Il faut gagner le bout de la vallée après avoir franchi l’imposant verrou rocheux, là où le Lignon se fraye un chemin minéral. Il faut s’arrêter juste avant le pont et les premières pentes du col de la Croix de Bauzon. Alors juste là, on est arrivé à La Souche.
Village discret de la vallée du Lignon, trop souvent effacé au profit de son voisin Jaujac, La Souche attire et sait retenir. Ses maisons s’effilent au long de la route, en rive droite de la rivière à l’ubac ; les bonnes terres au soleil étaient consacrées aux cultures. Il ne fallait pas en perdre le moindre arpent. L’église domine son petit monde de toitures et seules les maisons des nombreux hameaux éparpillés dans la vallée et au hasard des pentes boisées échappent à cette surveillance divine. Ici la vie est dynamique, les habitants attachés à leur cadre de vie. Ici on sait accueillir. Ils sont nombreux ceux des villages voisins, voire même des vallées voisines à venir au bord du plan d’eau du bourg quand le cours du Lignon est stoppé pour une pause estivale. Les enfants et leurs parents sont ravis de l’aubaine, seules les truites y trouvent à redire !

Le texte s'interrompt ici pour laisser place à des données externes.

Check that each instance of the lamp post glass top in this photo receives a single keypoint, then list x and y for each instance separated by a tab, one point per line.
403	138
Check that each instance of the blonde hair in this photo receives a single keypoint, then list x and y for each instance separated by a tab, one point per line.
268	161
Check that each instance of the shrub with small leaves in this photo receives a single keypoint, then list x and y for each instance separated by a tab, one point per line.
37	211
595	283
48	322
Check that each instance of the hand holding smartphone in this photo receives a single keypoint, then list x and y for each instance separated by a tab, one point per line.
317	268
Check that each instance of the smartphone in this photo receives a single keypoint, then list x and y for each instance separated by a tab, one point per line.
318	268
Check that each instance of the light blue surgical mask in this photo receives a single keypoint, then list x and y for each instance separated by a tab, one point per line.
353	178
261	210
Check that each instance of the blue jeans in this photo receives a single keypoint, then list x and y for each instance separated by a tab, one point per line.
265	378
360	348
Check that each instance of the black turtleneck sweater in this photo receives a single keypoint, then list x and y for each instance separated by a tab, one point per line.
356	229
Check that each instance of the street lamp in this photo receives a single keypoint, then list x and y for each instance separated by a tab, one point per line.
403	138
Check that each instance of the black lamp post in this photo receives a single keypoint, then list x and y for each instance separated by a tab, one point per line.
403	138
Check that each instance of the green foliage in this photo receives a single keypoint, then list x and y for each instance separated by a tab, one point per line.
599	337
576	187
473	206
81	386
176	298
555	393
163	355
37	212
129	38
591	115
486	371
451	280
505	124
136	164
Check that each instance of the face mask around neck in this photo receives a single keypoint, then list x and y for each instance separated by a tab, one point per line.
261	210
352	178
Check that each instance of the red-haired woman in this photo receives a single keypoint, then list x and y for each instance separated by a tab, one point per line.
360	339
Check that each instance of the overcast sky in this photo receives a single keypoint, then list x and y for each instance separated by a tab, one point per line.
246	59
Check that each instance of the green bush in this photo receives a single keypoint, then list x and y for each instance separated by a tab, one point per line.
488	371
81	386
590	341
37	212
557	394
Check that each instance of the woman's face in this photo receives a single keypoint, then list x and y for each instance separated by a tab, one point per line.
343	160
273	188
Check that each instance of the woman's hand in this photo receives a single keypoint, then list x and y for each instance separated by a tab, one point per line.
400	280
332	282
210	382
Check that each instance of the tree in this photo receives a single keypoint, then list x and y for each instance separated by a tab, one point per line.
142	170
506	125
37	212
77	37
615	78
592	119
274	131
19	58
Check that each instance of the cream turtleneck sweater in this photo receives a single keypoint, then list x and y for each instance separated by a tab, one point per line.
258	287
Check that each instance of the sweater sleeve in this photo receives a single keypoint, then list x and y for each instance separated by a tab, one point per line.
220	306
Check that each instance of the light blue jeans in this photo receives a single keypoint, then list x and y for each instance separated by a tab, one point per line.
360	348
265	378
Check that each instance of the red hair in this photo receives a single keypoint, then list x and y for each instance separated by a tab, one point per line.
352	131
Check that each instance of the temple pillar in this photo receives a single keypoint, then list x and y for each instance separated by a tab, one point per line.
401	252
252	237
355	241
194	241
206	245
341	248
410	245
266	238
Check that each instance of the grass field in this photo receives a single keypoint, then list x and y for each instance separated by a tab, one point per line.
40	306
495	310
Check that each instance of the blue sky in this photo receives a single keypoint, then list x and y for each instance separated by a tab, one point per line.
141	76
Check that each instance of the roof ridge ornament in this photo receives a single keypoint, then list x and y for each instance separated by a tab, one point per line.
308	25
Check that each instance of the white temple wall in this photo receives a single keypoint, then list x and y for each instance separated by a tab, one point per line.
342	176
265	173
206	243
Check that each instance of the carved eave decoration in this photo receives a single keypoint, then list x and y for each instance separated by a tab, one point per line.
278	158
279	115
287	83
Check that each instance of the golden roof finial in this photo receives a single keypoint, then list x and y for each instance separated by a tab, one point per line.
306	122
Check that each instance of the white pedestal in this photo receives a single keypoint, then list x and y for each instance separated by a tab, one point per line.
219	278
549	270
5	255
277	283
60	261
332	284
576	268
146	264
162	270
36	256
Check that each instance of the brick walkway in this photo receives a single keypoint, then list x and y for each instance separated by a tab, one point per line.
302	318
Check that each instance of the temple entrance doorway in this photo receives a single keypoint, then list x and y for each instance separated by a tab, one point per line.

De tout temps le Lignon, affluent de l’Ardèche dont la source se trouve sur les hauts de la commune, a connu la fréquentation humaine. Les traces antérieures au Moyen-Age se perdent dans l’oubli, mais à partir du XIIe siècle, la communauté villageoise s’enracine durablement ici. Elle est restée catholique pendant les guerres de religion, évitant ainsi les horreurs des dragonnades qui se sont déroulées dans certaines communes voisines… Si la folie des hommes n’a pas trop impacté la vie du village, en revanche, les colères de la nature lui ont causé de grands dommages. Les crues du Lignon, pendant le XIXe siècle, sont encore dans les mémoires. 1840, 1856 et surtout 1890 : cette année-là, au mois de septembre, les eaux emportèrent vingt-trois maisons dont la mairie et l’école, déposèrent des blocs de granit de plusieurs tonnes au milieu des champs cultivés, causant la perte irrémédiable de précieuses terres agricoles. Par la suite, il y eut d’autres crues, mais elles n’eurent pas autant d’effets néfastes. Le relief abrupt de la vallée occasionnant un fort ruissellement où l’eau peut rapidement prendre de la vitesse est sans aucun doute la cause de la violence des crues.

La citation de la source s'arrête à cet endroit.